Catalan Number Calculator
Compute the nth Catalan number C(n) used in combinatorics for counting binary trees, balanced parentheses, polygon triangulations, and lattice paths.
Catalan Numbers
The Catalan numbers form a sequence of integers that appear throughout combinatorics, computer science, and discrete mathematics. The first few values are 1, 1, 2, 5, 14, 42, 132, 429, 1430, 4862, …
Formula
C(n) = (2n)! / ((n + 1)! × n!) = C(2n, n) / (n + 1)
Equivalent recurrence:
C(n+1) = ((4n + 2) × C(n)) / (n + 2)
with C(0) = 1.
Worked Example — n = 4
C(4) = 8! / (5! × 4!) = 40320 / (120 × 24) = 40320 / 2880 = 14
So there are 14 distinct binary trees with 4 nodes, 14 ways to pair 8 parentheses correctly, and 14 lattice paths in a 4×4 grid that never cross the diagonal.

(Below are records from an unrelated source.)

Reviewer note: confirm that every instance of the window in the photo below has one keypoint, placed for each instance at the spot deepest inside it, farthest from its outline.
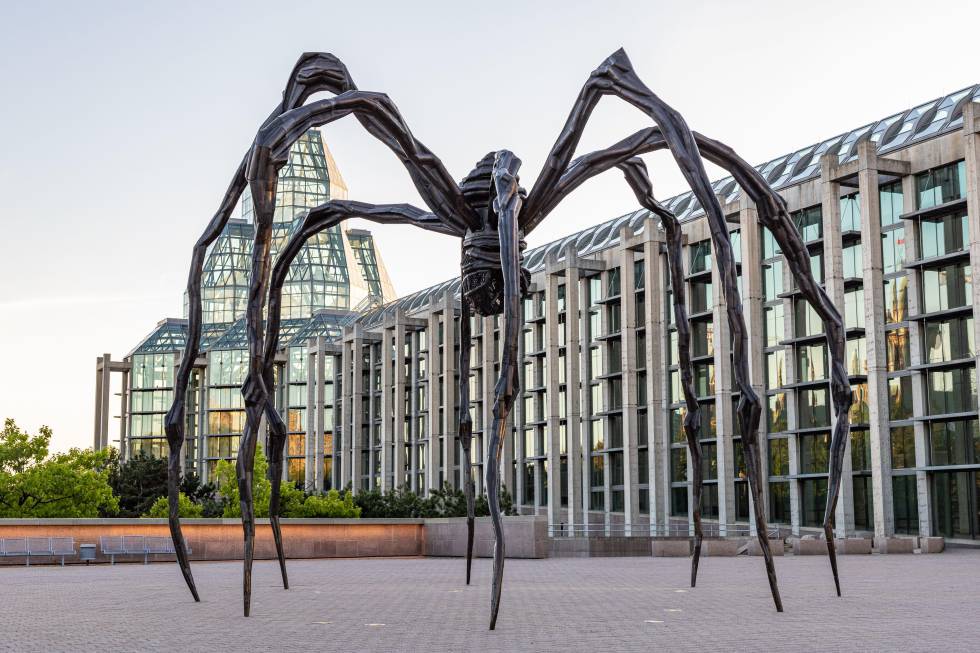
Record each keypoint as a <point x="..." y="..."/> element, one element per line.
<point x="776" y="415"/>
<point x="950" y="286"/>
<point x="853" y="261"/>
<point x="812" y="362"/>
<point x="850" y="212"/>
<point x="900" y="398"/>
<point x="701" y="257"/>
<point x="943" y="235"/>
<point x="854" y="309"/>
<point x="903" y="447"/>
<point x="896" y="299"/>
<point x="952" y="391"/>
<point x="814" y="453"/>
<point x="941" y="185"/>
<point x="813" y="409"/>
<point x="954" y="443"/>
<point x="810" y="223"/>
<point x="947" y="340"/>
<point x="890" y="203"/>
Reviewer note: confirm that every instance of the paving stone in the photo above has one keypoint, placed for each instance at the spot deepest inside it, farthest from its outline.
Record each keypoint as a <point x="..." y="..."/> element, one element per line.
<point x="567" y="604"/>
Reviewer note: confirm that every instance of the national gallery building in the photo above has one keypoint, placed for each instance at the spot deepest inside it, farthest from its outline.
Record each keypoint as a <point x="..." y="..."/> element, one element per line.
<point x="890" y="213"/>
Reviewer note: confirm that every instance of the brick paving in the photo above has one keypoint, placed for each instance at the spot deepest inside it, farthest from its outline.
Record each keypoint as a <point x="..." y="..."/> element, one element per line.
<point x="898" y="602"/>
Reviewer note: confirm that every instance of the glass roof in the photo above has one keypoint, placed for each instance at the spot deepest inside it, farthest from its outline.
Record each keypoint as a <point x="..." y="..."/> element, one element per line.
<point x="170" y="335"/>
<point x="920" y="123"/>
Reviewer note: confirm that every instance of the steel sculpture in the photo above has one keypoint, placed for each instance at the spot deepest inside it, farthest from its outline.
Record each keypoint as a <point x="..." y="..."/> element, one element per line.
<point x="491" y="214"/>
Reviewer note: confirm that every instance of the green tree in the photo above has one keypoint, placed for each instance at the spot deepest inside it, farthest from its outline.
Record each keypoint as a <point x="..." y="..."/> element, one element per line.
<point x="226" y="480"/>
<point x="332" y="504"/>
<point x="34" y="483"/>
<point x="185" y="508"/>
<point x="138" y="483"/>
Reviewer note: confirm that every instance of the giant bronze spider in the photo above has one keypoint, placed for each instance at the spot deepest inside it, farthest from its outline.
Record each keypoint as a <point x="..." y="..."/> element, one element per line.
<point x="491" y="214"/>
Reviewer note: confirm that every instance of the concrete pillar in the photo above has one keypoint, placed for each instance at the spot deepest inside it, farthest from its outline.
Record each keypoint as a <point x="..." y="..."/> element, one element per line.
<point x="311" y="406"/>
<point x="724" y="415"/>
<point x="432" y="397"/>
<point x="320" y="397"/>
<point x="834" y="284"/>
<point x="400" y="396"/>
<point x="357" y="423"/>
<point x="971" y="149"/>
<point x="658" y="438"/>
<point x="387" y="438"/>
<point x="753" y="298"/>
<point x="573" y="407"/>
<point x="449" y="381"/>
<point x="555" y="480"/>
<point x="628" y="322"/>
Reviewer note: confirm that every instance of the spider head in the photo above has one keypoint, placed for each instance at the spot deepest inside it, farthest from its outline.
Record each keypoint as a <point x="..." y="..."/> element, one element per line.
<point x="483" y="282"/>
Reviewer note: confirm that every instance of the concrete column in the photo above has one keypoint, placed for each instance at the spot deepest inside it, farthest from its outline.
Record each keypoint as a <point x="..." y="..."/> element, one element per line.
<point x="971" y="149"/>
<point x="917" y="357"/>
<point x="320" y="397"/>
<point x="724" y="415"/>
<point x="97" y="428"/>
<point x="346" y="413"/>
<point x="834" y="275"/>
<point x="573" y="406"/>
<point x="387" y="438"/>
<point x="554" y="422"/>
<point x="628" y="322"/>
<point x="449" y="381"/>
<point x="585" y="395"/>
<point x="400" y="389"/>
<point x="123" y="415"/>
<point x="874" y="325"/>
<point x="357" y="423"/>
<point x="658" y="444"/>
<point x="753" y="297"/>
<point x="311" y="406"/>
<point x="432" y="397"/>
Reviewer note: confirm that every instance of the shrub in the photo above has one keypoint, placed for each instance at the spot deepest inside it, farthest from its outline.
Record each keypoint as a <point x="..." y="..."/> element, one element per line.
<point x="185" y="508"/>
<point x="331" y="504"/>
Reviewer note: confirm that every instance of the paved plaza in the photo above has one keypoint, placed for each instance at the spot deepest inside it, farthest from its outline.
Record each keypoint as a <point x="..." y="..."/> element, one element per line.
<point x="898" y="602"/>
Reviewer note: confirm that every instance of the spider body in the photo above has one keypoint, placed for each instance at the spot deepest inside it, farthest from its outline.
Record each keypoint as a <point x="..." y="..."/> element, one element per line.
<point x="490" y="213"/>
<point x="482" y="276"/>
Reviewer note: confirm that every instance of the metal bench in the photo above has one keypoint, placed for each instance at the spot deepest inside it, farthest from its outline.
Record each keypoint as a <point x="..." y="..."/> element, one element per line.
<point x="38" y="546"/>
<point x="136" y="545"/>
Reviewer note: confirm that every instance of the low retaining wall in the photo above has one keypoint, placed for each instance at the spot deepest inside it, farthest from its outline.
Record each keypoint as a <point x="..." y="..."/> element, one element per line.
<point x="526" y="537"/>
<point x="221" y="539"/>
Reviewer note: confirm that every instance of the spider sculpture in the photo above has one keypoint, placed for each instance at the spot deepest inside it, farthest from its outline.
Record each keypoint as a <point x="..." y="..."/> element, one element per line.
<point x="491" y="213"/>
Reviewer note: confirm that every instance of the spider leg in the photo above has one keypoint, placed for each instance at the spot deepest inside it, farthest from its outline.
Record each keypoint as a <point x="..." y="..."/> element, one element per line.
<point x="381" y="118"/>
<point x="773" y="215"/>
<point x="639" y="181"/>
<point x="465" y="429"/>
<point x="507" y="206"/>
<point x="312" y="73"/>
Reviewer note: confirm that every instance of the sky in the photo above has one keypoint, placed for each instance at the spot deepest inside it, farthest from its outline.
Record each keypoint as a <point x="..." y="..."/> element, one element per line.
<point x="123" y="123"/>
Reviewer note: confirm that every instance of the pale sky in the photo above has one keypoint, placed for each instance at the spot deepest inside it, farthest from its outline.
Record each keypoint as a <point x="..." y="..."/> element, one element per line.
<point x="123" y="123"/>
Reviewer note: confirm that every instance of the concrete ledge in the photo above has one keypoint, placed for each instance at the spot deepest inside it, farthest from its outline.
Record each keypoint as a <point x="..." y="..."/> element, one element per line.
<point x="777" y="546"/>
<point x="526" y="536"/>
<point x="712" y="547"/>
<point x="932" y="544"/>
<point x="853" y="546"/>
<point x="807" y="546"/>
<point x="661" y="548"/>
<point x="894" y="544"/>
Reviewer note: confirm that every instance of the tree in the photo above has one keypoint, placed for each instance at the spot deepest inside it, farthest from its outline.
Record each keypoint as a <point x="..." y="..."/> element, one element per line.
<point x="36" y="484"/>
<point x="227" y="482"/>
<point x="186" y="508"/>
<point x="138" y="483"/>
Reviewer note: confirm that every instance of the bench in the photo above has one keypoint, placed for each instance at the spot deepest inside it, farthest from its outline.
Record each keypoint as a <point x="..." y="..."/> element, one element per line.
<point x="136" y="545"/>
<point x="62" y="547"/>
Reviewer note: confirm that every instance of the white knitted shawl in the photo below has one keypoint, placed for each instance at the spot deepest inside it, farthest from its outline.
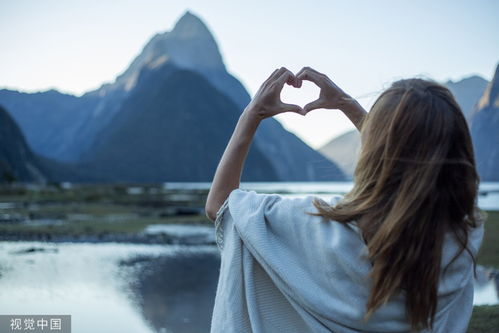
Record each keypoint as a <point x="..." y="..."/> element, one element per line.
<point x="285" y="271"/>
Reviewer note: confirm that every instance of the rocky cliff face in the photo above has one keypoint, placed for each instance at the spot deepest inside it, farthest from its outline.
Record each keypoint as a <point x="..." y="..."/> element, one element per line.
<point x="485" y="131"/>
<point x="17" y="161"/>
<point x="173" y="127"/>
<point x="72" y="129"/>
<point x="468" y="92"/>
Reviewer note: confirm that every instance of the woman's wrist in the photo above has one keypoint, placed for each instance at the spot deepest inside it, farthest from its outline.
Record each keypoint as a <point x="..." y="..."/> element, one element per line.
<point x="353" y="110"/>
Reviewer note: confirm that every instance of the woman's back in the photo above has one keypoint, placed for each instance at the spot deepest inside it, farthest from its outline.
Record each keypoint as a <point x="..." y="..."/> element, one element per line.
<point x="407" y="266"/>
<point x="286" y="270"/>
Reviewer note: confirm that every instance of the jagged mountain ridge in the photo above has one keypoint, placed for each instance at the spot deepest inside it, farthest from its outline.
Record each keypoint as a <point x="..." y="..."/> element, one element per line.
<point x="485" y="131"/>
<point x="143" y="144"/>
<point x="189" y="45"/>
<point x="17" y="161"/>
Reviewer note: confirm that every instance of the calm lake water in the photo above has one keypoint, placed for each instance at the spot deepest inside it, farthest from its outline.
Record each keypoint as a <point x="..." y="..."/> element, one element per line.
<point x="111" y="287"/>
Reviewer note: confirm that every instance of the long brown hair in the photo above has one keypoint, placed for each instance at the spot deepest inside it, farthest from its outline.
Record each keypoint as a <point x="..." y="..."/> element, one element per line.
<point x="415" y="180"/>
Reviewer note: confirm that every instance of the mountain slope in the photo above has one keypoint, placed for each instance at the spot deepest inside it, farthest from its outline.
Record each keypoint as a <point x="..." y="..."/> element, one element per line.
<point x="467" y="93"/>
<point x="173" y="127"/>
<point x="17" y="162"/>
<point x="485" y="131"/>
<point x="344" y="150"/>
<point x="68" y="128"/>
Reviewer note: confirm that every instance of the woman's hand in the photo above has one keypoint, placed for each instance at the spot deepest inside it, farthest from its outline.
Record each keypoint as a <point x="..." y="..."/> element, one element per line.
<point x="267" y="101"/>
<point x="330" y="97"/>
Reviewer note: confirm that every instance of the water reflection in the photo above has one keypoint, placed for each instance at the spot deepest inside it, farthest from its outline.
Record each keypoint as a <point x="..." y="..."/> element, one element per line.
<point x="111" y="287"/>
<point x="176" y="293"/>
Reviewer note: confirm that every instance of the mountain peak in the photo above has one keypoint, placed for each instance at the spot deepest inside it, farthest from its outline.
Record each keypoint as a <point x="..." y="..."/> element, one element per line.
<point x="190" y="26"/>
<point x="490" y="97"/>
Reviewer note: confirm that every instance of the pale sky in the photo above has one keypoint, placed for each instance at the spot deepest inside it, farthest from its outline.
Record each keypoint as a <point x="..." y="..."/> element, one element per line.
<point x="76" y="45"/>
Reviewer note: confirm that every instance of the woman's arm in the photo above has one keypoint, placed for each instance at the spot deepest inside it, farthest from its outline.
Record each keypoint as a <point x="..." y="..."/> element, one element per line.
<point x="332" y="97"/>
<point x="266" y="103"/>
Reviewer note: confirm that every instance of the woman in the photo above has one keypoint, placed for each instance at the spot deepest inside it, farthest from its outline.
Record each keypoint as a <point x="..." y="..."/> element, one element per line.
<point x="395" y="254"/>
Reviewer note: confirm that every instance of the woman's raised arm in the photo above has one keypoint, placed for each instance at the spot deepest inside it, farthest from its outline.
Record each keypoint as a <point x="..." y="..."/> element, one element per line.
<point x="265" y="104"/>
<point x="332" y="97"/>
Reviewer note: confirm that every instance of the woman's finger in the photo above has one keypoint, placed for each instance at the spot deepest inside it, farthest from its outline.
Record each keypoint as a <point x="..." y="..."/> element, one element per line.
<point x="310" y="75"/>
<point x="292" y="108"/>
<point x="286" y="77"/>
<point x="317" y="104"/>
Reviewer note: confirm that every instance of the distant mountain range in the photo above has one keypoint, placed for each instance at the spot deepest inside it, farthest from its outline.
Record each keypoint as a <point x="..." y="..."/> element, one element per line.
<point x="168" y="117"/>
<point x="17" y="161"/>
<point x="485" y="131"/>
<point x="478" y="100"/>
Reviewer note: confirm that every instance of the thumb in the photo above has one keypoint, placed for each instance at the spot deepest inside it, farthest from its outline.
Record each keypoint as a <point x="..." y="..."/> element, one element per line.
<point x="317" y="104"/>
<point x="292" y="108"/>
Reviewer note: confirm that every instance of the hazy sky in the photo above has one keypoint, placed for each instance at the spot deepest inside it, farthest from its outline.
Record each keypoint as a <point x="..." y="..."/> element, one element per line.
<point x="76" y="45"/>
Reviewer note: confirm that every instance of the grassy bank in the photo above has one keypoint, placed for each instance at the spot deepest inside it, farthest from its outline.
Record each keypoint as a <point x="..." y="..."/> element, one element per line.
<point x="485" y="319"/>
<point x="489" y="252"/>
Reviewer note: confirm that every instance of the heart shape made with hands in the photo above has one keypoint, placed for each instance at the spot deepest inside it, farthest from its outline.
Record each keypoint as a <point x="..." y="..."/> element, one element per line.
<point x="301" y="96"/>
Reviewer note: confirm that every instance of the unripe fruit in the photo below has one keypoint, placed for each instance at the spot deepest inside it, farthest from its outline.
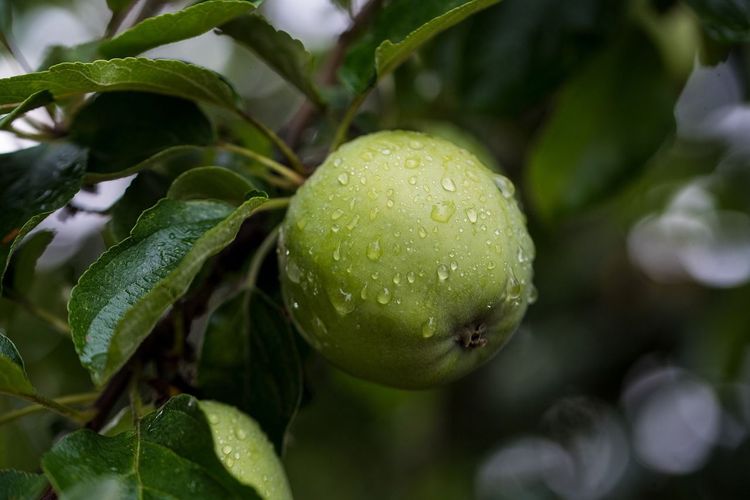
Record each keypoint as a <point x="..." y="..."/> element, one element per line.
<point x="245" y="451"/>
<point x="405" y="261"/>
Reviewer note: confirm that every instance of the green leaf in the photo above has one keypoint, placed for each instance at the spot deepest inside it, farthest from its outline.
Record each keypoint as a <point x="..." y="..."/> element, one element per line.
<point x="122" y="129"/>
<point x="13" y="378"/>
<point x="145" y="190"/>
<point x="118" y="5"/>
<point x="538" y="45"/>
<point x="41" y="98"/>
<point x="56" y="54"/>
<point x="22" y="265"/>
<point x="725" y="20"/>
<point x="170" y="454"/>
<point x="189" y="154"/>
<point x="16" y="485"/>
<point x="173" y="27"/>
<point x="34" y="182"/>
<point x="217" y="183"/>
<point x="119" y="299"/>
<point x="286" y="55"/>
<point x="609" y="120"/>
<point x="400" y="29"/>
<point x="249" y="360"/>
<point x="161" y="76"/>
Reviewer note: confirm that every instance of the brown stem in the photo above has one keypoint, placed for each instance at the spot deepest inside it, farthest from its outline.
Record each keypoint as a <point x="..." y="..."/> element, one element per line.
<point x="298" y="124"/>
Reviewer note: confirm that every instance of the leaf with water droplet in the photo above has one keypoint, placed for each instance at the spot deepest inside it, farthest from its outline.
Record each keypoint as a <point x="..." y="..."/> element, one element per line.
<point x="171" y="451"/>
<point x="119" y="299"/>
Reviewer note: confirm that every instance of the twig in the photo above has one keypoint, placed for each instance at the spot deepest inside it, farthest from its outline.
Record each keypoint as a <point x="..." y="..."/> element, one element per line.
<point x="307" y="111"/>
<point x="285" y="150"/>
<point x="72" y="399"/>
<point x="342" y="130"/>
<point x="277" y="167"/>
<point x="108" y="397"/>
<point x="57" y="407"/>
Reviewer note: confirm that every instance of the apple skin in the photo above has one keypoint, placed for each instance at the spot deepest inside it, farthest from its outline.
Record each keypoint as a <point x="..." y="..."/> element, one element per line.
<point x="245" y="450"/>
<point x="405" y="261"/>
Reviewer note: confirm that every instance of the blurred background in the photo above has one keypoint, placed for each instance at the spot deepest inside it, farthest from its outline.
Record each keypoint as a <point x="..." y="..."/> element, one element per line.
<point x="625" y="126"/>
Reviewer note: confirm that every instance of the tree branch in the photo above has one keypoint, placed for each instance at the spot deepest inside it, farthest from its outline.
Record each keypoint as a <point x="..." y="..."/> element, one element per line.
<point x="299" y="123"/>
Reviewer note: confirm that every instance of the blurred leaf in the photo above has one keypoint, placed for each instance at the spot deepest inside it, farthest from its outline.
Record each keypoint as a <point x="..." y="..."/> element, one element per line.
<point x="22" y="265"/>
<point x="6" y="17"/>
<point x="286" y="55"/>
<point x="725" y="20"/>
<point x="145" y="190"/>
<point x="122" y="129"/>
<point x="216" y="183"/>
<point x="41" y="98"/>
<point x="399" y="29"/>
<point x="13" y="378"/>
<point x="34" y="182"/>
<point x="249" y="360"/>
<point x="173" y="27"/>
<point x="174" y="153"/>
<point x="119" y="299"/>
<point x="170" y="454"/>
<point x="608" y="121"/>
<point x="537" y="44"/>
<point x="118" y="5"/>
<point x="161" y="76"/>
<point x="56" y="54"/>
<point x="16" y="485"/>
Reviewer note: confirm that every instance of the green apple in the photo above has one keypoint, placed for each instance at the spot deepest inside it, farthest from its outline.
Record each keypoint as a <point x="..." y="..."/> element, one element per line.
<point x="405" y="261"/>
<point x="245" y="451"/>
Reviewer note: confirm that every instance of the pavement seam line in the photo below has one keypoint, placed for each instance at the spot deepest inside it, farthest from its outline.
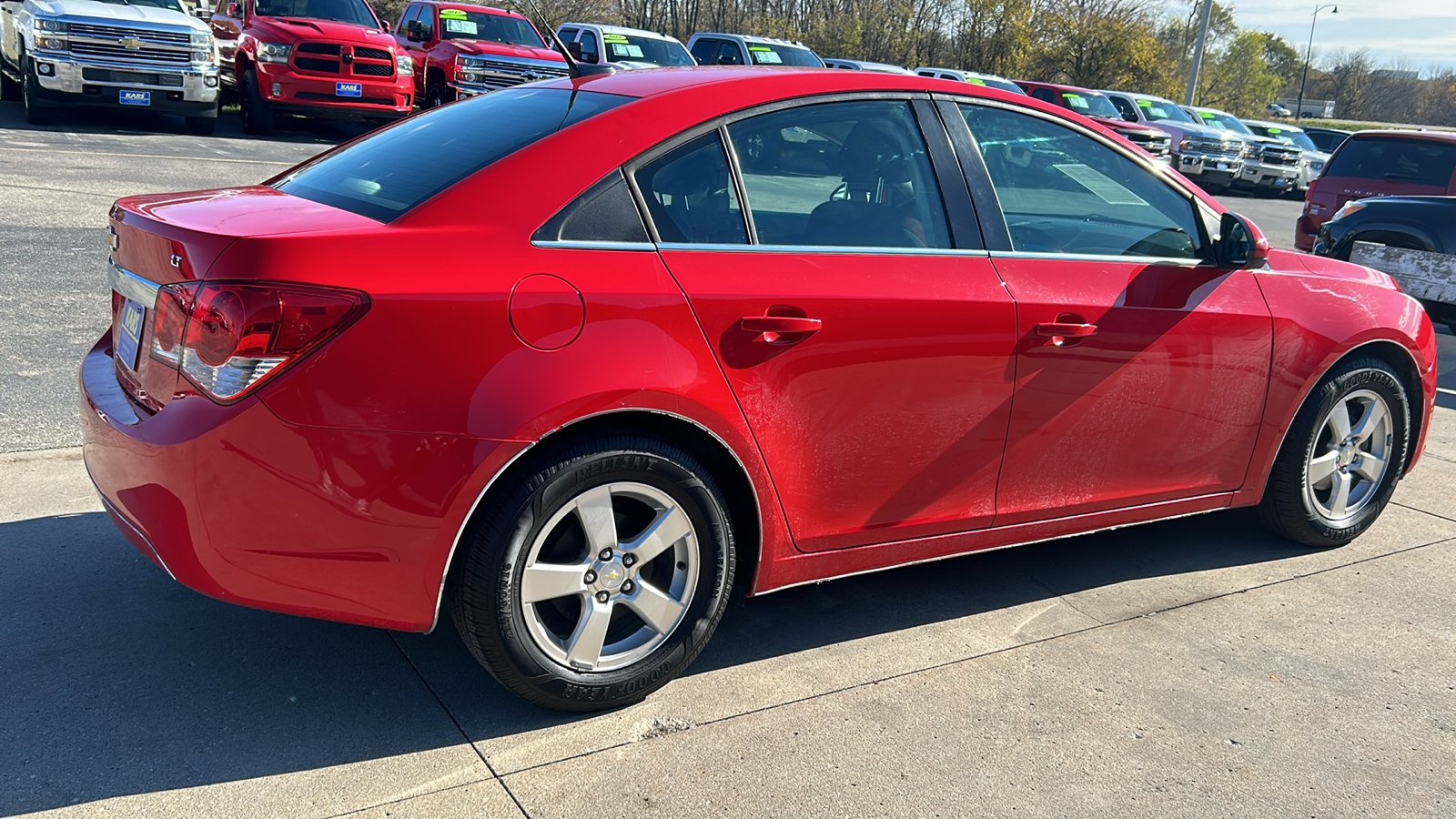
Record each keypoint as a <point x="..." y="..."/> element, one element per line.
<point x="992" y="653"/>
<point x="410" y="797"/>
<point x="459" y="727"/>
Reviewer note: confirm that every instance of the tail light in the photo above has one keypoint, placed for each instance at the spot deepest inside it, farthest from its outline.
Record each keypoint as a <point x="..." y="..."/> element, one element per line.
<point x="228" y="339"/>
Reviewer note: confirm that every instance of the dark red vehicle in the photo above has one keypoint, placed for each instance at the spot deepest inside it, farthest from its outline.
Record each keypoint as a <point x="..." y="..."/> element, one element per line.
<point x="1099" y="109"/>
<point x="1378" y="164"/>
<point x="322" y="58"/>
<point x="929" y="322"/>
<point x="462" y="50"/>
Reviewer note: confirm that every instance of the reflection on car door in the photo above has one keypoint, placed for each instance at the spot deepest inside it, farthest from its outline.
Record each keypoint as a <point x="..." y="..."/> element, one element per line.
<point x="1140" y="369"/>
<point x="870" y="353"/>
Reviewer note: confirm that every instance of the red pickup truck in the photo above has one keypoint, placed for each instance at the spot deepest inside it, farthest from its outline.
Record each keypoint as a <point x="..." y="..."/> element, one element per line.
<point x="331" y="58"/>
<point x="462" y="50"/>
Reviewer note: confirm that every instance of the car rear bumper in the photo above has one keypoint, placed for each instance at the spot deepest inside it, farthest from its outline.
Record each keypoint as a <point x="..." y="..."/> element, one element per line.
<point x="349" y="525"/>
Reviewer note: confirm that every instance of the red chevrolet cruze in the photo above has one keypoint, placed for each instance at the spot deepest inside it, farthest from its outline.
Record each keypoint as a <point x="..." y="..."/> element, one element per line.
<point x="565" y="361"/>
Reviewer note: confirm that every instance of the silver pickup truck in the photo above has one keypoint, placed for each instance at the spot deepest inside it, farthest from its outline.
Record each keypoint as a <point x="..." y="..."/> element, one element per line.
<point x="108" y="53"/>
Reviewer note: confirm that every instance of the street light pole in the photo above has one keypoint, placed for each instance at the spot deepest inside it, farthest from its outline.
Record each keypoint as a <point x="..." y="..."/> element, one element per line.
<point x="1299" y="106"/>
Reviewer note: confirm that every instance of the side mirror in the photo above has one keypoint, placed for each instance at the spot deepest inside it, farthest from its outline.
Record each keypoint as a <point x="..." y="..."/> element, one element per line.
<point x="1241" y="244"/>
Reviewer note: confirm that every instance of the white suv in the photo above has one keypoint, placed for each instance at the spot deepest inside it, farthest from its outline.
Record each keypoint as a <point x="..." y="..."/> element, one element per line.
<point x="622" y="47"/>
<point x="746" y="50"/>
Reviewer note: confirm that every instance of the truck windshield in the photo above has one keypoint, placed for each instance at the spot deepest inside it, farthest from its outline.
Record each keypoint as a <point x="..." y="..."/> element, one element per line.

Things Catalan Numbers Count
| C(n) counts | Example for n = 3 |
|---|---|
| Balanced bracket strings of length 2n | ((())), (()()), (())(), ()(()), ()()() = 5 |
| Binary trees with n internal nodes | 5 distinct trees |
| Triangulations of an (n+2)-gon | 5 ways to triangulate a pentagon |
| Mountain ranges with n up-steps and n down-steps | 5 patterns |
| Non-crossing partitions of n points on a circle | 5 partitions |
| Dyck paths from (0,0) to (2n,0) | 5 paths |
Growth Rate
Catalan numbers grow rapidly — roughly 4ⁿ / (n^(3/2) × √π) for large n. By n = 30 they exceed 3.8 billion. By n = 50 they exceed JavaScript’s safe integer range — use BigInt for exact answers beyond about n = 33.
Why So Universal?
Many combinatorial structures share an identical recursive decomposition: split into a left part, a chosen “root” element, and a right part — both sub-parts independently following the same rule. This recursion is precisely what generates the Catalan recurrence, which is why a single sequence counts so many seemingly different objects.
Applications
Compiler parsing, expression tree counting, RNA secondary structure prediction, and analysis of stack-based algorithms all rely on Catalan numbers.